Why DFS Works So Well

You might be wondering, why does DFS work so effectively for this problem? The beauty of DFS lies in its ability to explore each branch as deeply as possible before backtracking. By prioritizing the right child in our recursive calls, we ensure that the first node we encounter at each level is the rightmost node.

This approach is also quite efficient. In the worst-case scenario, where the tree is skewed to the left, we would still visit each node once, resulting in a time complexity of O(N), where N is the number of nodes in the tree. The space complexity is also O(H), where H is the height of the tree, due to the recursive call stack.

Other Approaches

While DFS is a great way to solve this problem, there are other approaches you might want to consider. One popular alternative is using Breadth-First Search (BFS).
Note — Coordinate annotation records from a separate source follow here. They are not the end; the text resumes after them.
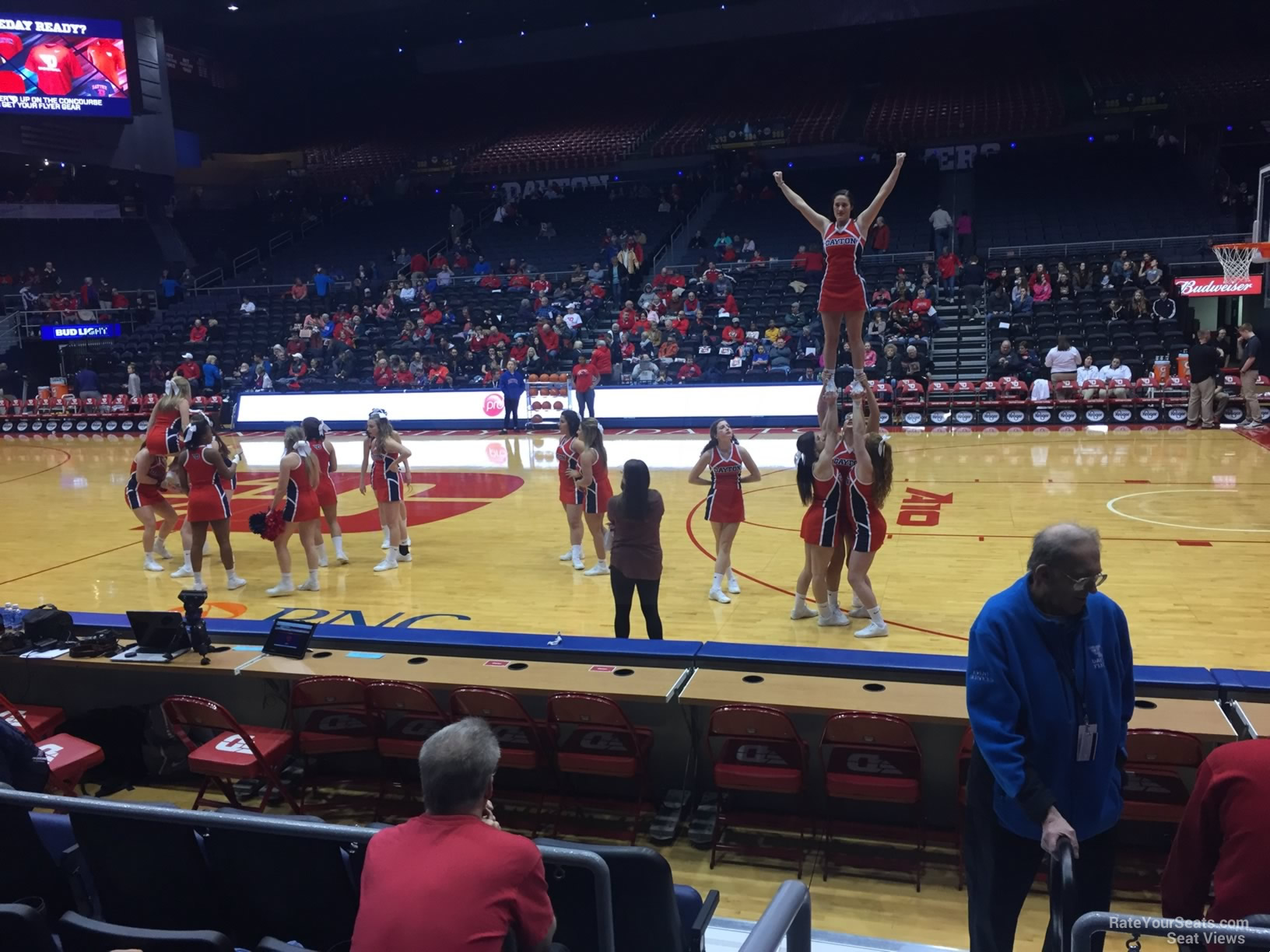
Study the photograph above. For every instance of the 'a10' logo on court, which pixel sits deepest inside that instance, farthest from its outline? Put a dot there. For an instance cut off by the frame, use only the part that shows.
(922, 508)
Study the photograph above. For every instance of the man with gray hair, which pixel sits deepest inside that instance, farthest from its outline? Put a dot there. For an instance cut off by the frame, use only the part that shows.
(1049, 691)
(451, 879)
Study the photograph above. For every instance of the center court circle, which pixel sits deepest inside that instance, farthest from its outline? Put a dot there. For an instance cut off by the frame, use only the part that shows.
(1111, 506)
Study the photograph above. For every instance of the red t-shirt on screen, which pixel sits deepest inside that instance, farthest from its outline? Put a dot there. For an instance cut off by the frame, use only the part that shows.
(54, 66)
(450, 883)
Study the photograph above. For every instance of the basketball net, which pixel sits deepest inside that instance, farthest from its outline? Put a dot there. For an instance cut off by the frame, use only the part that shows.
(1236, 259)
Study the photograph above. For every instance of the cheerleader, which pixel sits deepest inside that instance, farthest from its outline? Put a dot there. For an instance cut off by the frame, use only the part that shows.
(145, 500)
(819, 486)
(203, 474)
(845, 462)
(567, 462)
(592, 489)
(870, 482)
(725, 506)
(315, 432)
(390, 478)
(169, 419)
(297, 499)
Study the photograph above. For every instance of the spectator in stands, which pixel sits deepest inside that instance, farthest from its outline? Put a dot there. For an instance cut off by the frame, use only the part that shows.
(1040, 287)
(169, 289)
(1035, 772)
(1250, 369)
(942, 229)
(88, 383)
(1222, 839)
(212, 375)
(188, 367)
(452, 875)
(916, 367)
(949, 265)
(1004, 362)
(879, 235)
(964, 233)
(1063, 359)
(973, 273)
(1020, 299)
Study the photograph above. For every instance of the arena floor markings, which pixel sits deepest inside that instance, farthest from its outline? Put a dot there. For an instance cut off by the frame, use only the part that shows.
(1183, 516)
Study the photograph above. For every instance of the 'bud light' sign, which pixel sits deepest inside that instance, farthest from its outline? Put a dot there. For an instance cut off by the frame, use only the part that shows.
(78, 331)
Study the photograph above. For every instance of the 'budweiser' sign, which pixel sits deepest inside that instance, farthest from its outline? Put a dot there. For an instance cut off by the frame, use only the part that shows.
(1212, 287)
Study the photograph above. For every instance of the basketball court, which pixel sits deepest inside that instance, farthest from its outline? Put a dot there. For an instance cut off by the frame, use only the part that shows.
(1185, 517)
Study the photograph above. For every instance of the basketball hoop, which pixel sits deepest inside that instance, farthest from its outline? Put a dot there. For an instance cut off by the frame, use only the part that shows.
(1236, 259)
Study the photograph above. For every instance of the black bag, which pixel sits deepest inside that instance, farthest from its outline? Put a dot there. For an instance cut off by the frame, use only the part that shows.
(48, 624)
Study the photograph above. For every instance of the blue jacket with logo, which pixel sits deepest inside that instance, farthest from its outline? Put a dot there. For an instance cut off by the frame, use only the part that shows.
(1030, 682)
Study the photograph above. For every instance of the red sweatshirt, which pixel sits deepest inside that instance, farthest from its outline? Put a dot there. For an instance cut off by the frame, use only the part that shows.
(1225, 835)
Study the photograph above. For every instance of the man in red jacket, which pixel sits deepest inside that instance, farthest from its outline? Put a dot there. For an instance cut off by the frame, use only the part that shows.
(1223, 838)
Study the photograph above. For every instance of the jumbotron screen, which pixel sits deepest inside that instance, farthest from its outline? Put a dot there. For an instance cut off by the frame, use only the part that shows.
(62, 65)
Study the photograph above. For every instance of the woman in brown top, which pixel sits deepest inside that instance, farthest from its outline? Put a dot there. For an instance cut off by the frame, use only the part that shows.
(635, 552)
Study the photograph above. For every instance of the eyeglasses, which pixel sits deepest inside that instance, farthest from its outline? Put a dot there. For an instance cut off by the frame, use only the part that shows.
(1083, 584)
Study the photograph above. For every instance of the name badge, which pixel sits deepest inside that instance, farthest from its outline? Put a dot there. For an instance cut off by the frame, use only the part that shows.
(1086, 741)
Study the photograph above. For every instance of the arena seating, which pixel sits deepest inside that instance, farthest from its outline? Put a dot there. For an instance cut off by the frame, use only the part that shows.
(562, 148)
(938, 110)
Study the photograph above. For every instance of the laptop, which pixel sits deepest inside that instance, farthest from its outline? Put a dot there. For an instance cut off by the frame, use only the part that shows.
(160, 636)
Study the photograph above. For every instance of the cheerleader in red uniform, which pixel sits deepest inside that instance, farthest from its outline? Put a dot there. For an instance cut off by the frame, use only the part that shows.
(146, 502)
(206, 475)
(821, 488)
(725, 506)
(388, 461)
(592, 489)
(567, 462)
(845, 464)
(169, 418)
(297, 499)
(842, 291)
(870, 484)
(315, 432)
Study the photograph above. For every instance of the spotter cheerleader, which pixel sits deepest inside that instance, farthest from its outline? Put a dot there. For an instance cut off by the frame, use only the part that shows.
(725, 506)
(388, 462)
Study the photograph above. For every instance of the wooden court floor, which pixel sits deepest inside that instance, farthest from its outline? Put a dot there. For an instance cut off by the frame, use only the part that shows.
(1185, 518)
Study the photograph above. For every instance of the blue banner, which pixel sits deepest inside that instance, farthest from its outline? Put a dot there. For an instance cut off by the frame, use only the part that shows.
(79, 331)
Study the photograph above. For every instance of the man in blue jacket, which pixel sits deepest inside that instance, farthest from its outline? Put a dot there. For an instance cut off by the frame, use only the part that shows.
(1049, 691)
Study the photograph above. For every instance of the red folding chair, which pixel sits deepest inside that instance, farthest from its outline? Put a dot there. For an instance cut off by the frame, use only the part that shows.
(757, 751)
(524, 743)
(593, 738)
(873, 758)
(329, 715)
(407, 715)
(234, 753)
(33, 720)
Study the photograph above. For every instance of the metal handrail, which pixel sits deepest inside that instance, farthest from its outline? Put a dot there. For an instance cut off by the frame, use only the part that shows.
(1141, 244)
(286, 827)
(1181, 932)
(788, 917)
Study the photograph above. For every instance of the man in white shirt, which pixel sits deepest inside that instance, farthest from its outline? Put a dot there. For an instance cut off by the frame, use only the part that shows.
(942, 225)
(1117, 377)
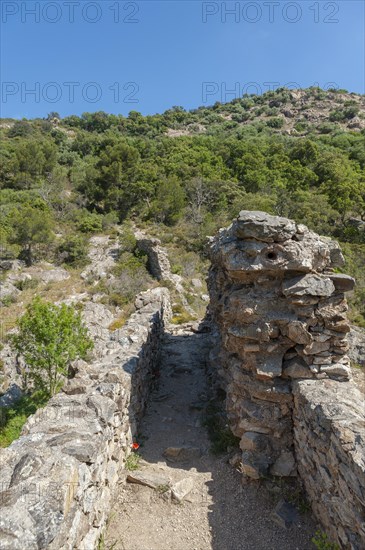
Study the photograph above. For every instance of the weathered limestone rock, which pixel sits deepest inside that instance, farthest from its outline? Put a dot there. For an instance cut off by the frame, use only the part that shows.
(58, 478)
(182, 488)
(159, 265)
(329, 431)
(356, 339)
(281, 315)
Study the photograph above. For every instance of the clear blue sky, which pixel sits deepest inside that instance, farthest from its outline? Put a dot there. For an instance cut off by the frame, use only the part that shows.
(168, 53)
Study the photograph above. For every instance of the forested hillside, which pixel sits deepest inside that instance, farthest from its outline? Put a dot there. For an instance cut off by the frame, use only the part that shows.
(299, 154)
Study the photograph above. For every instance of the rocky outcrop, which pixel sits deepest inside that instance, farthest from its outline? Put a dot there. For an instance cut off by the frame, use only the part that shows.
(59, 477)
(357, 346)
(103, 255)
(329, 430)
(279, 312)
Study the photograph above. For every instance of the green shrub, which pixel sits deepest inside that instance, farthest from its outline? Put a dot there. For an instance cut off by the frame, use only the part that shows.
(27, 284)
(73, 251)
(90, 223)
(275, 122)
(12, 419)
(50, 337)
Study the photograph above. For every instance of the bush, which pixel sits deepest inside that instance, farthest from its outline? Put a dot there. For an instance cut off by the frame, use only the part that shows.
(90, 223)
(275, 122)
(27, 284)
(73, 251)
(12, 419)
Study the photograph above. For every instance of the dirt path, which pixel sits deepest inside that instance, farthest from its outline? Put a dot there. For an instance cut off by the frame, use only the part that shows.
(217, 512)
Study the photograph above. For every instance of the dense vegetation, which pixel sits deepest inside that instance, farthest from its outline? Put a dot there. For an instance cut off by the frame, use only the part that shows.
(288, 153)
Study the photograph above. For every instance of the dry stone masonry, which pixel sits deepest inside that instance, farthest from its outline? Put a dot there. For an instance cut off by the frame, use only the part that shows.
(59, 477)
(279, 311)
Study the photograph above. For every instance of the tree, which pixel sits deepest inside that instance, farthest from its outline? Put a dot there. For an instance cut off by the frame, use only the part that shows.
(50, 337)
(31, 229)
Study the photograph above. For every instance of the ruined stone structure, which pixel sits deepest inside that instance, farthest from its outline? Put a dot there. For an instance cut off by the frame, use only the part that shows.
(58, 478)
(280, 316)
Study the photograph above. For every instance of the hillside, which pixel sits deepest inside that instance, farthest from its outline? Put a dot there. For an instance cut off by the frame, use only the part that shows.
(183, 174)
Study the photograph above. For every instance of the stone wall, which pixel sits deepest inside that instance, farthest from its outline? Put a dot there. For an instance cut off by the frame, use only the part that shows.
(279, 313)
(329, 431)
(58, 478)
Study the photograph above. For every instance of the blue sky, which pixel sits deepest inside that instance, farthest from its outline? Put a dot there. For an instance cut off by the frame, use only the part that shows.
(119, 56)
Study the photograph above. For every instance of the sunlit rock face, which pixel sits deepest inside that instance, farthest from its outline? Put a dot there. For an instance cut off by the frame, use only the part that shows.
(280, 312)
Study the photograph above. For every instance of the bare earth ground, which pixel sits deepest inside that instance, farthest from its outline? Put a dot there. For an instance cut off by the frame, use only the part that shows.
(219, 513)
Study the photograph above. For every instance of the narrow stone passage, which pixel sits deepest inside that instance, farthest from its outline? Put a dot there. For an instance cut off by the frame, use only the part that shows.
(183, 497)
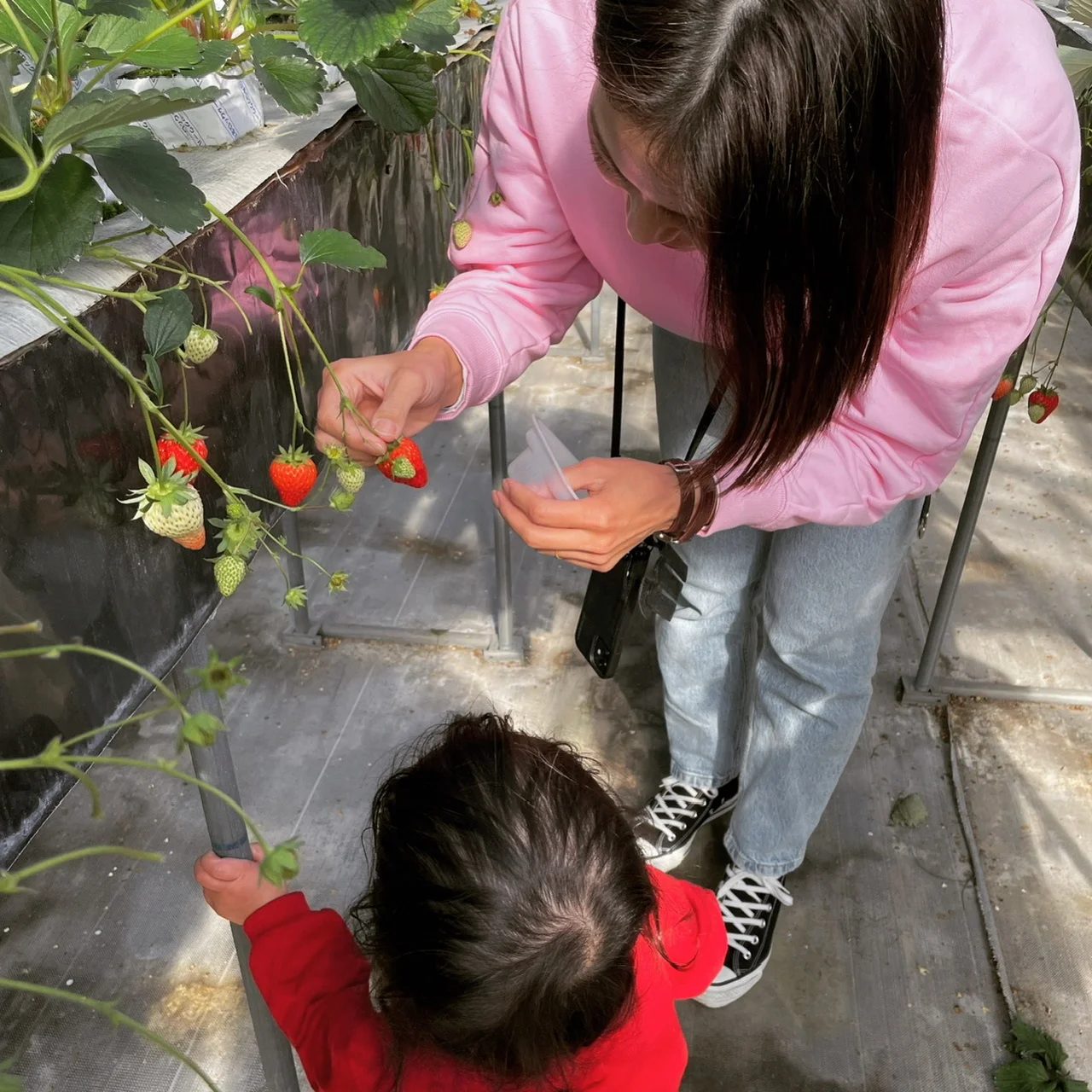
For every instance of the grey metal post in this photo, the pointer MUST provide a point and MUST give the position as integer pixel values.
(303, 631)
(229, 839)
(964, 530)
(502, 535)
(596, 321)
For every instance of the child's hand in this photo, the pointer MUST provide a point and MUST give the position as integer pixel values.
(234, 888)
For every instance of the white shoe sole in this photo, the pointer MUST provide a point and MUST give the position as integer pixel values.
(669, 862)
(717, 997)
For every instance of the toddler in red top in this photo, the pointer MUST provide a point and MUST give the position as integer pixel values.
(512, 937)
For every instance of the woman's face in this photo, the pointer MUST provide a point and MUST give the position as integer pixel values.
(620, 152)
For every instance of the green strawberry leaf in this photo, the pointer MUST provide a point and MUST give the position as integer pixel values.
(131, 9)
(49, 226)
(116, 35)
(148, 178)
(167, 321)
(201, 729)
(396, 90)
(1081, 10)
(214, 55)
(433, 27)
(282, 863)
(1025, 1041)
(12, 125)
(24, 101)
(35, 18)
(1077, 61)
(332, 247)
(342, 32)
(288, 74)
(259, 293)
(1026, 1075)
(154, 377)
(96, 109)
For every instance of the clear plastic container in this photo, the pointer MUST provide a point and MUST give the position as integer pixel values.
(541, 468)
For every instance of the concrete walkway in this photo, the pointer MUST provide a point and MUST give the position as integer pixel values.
(881, 979)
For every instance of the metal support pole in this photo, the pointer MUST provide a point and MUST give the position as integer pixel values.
(595, 338)
(964, 531)
(507, 647)
(229, 837)
(303, 630)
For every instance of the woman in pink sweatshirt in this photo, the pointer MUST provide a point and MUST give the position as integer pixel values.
(854, 211)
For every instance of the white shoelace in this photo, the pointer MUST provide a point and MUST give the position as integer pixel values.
(675, 805)
(741, 915)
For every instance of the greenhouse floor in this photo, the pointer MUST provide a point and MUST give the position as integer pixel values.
(881, 976)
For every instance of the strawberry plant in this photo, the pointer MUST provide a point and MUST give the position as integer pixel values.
(280, 862)
(1038, 1064)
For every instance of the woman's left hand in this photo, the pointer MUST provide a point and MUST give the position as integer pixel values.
(627, 500)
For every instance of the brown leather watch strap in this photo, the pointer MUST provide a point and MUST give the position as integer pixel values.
(688, 502)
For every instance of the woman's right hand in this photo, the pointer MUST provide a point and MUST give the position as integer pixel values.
(398, 394)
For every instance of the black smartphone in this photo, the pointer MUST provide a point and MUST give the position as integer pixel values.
(609, 603)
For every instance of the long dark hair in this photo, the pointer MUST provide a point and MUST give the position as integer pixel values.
(802, 137)
(507, 896)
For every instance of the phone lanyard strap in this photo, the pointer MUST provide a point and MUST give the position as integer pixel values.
(697, 503)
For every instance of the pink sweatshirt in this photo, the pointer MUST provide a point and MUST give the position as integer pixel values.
(1002, 217)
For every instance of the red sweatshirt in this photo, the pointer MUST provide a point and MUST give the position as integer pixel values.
(316, 982)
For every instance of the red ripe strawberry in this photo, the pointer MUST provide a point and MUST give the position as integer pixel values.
(293, 474)
(1042, 403)
(404, 463)
(170, 448)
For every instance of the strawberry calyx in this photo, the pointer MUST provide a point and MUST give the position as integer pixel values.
(293, 456)
(165, 488)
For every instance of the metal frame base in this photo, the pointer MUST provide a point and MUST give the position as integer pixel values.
(942, 689)
(394, 635)
(515, 654)
(486, 643)
(311, 638)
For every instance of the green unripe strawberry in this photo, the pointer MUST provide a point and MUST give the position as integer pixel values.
(351, 478)
(341, 500)
(229, 572)
(200, 344)
(461, 233)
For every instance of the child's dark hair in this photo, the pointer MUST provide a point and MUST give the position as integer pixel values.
(506, 899)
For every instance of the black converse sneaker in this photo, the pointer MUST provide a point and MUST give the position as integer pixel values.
(749, 905)
(667, 823)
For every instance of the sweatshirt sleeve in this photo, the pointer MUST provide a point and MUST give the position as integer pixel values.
(521, 279)
(315, 981)
(691, 934)
(998, 244)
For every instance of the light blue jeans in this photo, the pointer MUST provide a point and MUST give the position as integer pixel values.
(768, 666)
Breadth-First Search (BFS)

BFS involves traversing the tree level by level. For each level, the rightmost node is simply the last node we visit. This approach also has a time complexity of O(N), but it uses a queue to store nodes at each level, which can potentially require more space than DFS in certain scenarios.

Tips and Tricks

• Understand Recursion: Make sure you have a solid understanding of recursion. It's crucial for implementing DFS effectively.
• Visualize: Draw out the tree and trace the algorithm's execution. This will help you understand how the right side view is constructed.
• Practice: Solve similar tree traversal problems to strengthen your understanding of DFS and BFS.

Conclusion

So there you have it! We've explored how to find the right side view of a binary tree using DFS. It's a simple yet powerful algorithm that leverages the strengths of depth-first traversal to efficiently capture the nodes visible from the right. Whether you're prepping for a coding interview or just expanding your knowledge of tree algorithms, this technique is a valuable addition to your toolkit. Keep coding, keep exploring, and you'll be mastering these algorithms in no time!